Este grupo de novos internos vai poder já beneficiar de um novo programa de formação, prestes a entrar em vigor, que de acordo com o coordenador do internato de MGF em LVT, Daniel Pinto, comportará vantagens claras: “o programa traz melhorias substanciais em relação ao anterior, pela maneira como está organizado, por prever alguma individualização do percurso formativo, diminuir a dependência dos centros de saúde face aos hospitais e possibilitar mais tempo para tarefas não assistenciais, diminuindo assim o burnout visível nos internos desta especialidade”.
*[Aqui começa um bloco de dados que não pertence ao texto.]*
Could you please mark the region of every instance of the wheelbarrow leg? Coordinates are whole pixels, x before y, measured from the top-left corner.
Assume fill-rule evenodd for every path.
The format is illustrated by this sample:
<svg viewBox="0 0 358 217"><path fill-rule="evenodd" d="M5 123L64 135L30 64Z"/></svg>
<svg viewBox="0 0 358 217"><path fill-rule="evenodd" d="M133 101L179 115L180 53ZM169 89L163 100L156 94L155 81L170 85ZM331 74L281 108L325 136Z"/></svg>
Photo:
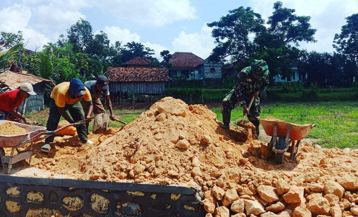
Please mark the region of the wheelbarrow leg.
<svg viewBox="0 0 358 217"><path fill-rule="evenodd" d="M292 141L292 145L291 146L291 154L290 155L290 159L292 161L295 160L296 158L296 155L297 154L298 151L298 146L300 145L301 140L298 140L295 145L295 141Z"/></svg>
Daniel Pinto acredita que para ultrapassar, o mais rapidamente possível, o problema da escassez de médicos de família na região de LVT, é fundamental desmultiplicar a capacidade de formação de novos internos, dando força a um movimento em crescendo a que se tem assistido nos últimos anos: “mais de 90% dos internos que terminam a sua formação pós-graduada em MGF em LVT escolhem uma vaga na nossa região. Apenas temos dificuldade em cativar os colegas que fazem o seu internato em outros locais do país, pelo que o fundamental para os nossos objetivos é treinar um número cada vez maior de internos em LVT, aumentarmos as nossas capacidades formativas internas. Este número de 173 é um número recorde, mas acredito que para o ano esse número possa ser um pouco maior. Isto porque temos hoje um grupo muito significativo de jovens médicos de família na região que não vê a sua atividade enquanto especialista como completa, sem a possibilidade de ter pelo menos um interno com quem possa partilhar conhecimento”.
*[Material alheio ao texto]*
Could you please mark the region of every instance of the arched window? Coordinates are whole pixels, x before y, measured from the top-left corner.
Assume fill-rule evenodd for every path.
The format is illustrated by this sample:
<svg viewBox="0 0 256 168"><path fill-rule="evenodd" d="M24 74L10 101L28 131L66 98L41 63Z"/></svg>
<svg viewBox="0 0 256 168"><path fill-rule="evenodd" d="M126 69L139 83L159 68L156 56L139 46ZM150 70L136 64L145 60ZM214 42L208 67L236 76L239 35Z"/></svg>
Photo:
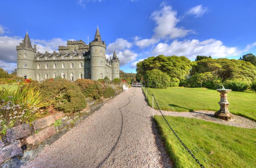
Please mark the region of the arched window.
<svg viewBox="0 0 256 168"><path fill-rule="evenodd" d="M65 79L65 74L64 72L61 73L61 78L62 78L63 79Z"/></svg>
Luís Pisco, presidente da ARSLVT, regozijou-se por ver uma sala cheia de jovens que daqui a quatro anos se tornarão especialistas, deixando um desejo: “esperamos que nessa altura escolham a nossa região, porque bem precisamos de vocês”. Ao fazer a caracterização geral da Região de Saúde que lidera, das respetivas populações de utentes e do historial de prestação de cuidados de proximidade, Luís Pisco recordou os presentes que quase 50% do orçamento da ARS é gasto “com medicamentos e meios complementares de diagnóstico. A cada dia que passa, prescrevemos mais de dois milhões de euros em medicamentos na nossa região”. Por isso, o presidente da ARSLVT, deixou nota de que é fundamental agir com racionalidade na consulta e ter uma visão mais alargada dos limites do sistema de saúde em Portugal.

O dirigente sublinhou ainda que, no plano das instalações físicas, os jovens internos têm boas perspetivas pela frente: “o governo decidiu estabelecer como meta acabar com as unidades de saúde situadas em edifícios de habitação. São, de facto, inqualificáveis alguns dos equipamentos que ainda detemos. Por isso, nos próximos dois a três anos, com a ajuda dos municípios, vamos ter um conjunto grande de novas instalações, que seguramente vão criar excelentes condições de trabalho e de prestação de cuidados”.

Nesta sessão, os internos do 1º ano tiveram também a oportunidade de ouvir da parte de David Rodrigues (investigador e docente da Faculdade de Ciências Médicas da Universidade Nova de Lisboa) uma comunicação sobre a importância de centrar as decisões clínicas na evidência científica e de Graça Freitas (diretora-geral da Saúde) impressões sobre os ganhos civilizacionais conquistados com a vacinação e a necessidade premente dos MF sensibilizarem os seus utentes para cumprirem o PNV. Por fim, Vera Pires da Silva (membro da Direção Nacional da APMGF) abordou algumas das vantagens que os jovens médicos poderão recolher caso se juntem à APMGF, nomeadamente a participação nos grandes eventos nacionais e regionais de atualização científica de MGF organizados pela Associação, o acesso a publicações de referência, dedicadas à especialidade e aos CSP, a integração em grupos de estudos ou realização de intercâmbios internacionais. Foi também apresentado, em traços gerais, um projeto de apoio à produção científica dirigido especificamente a internos do 1º ano, promovido pela APMGF, assim como lançado o convite para a deslocação a Braga, entre 13 e 16 de março, onde será realizado o 36º Encontro Nacional de MGF.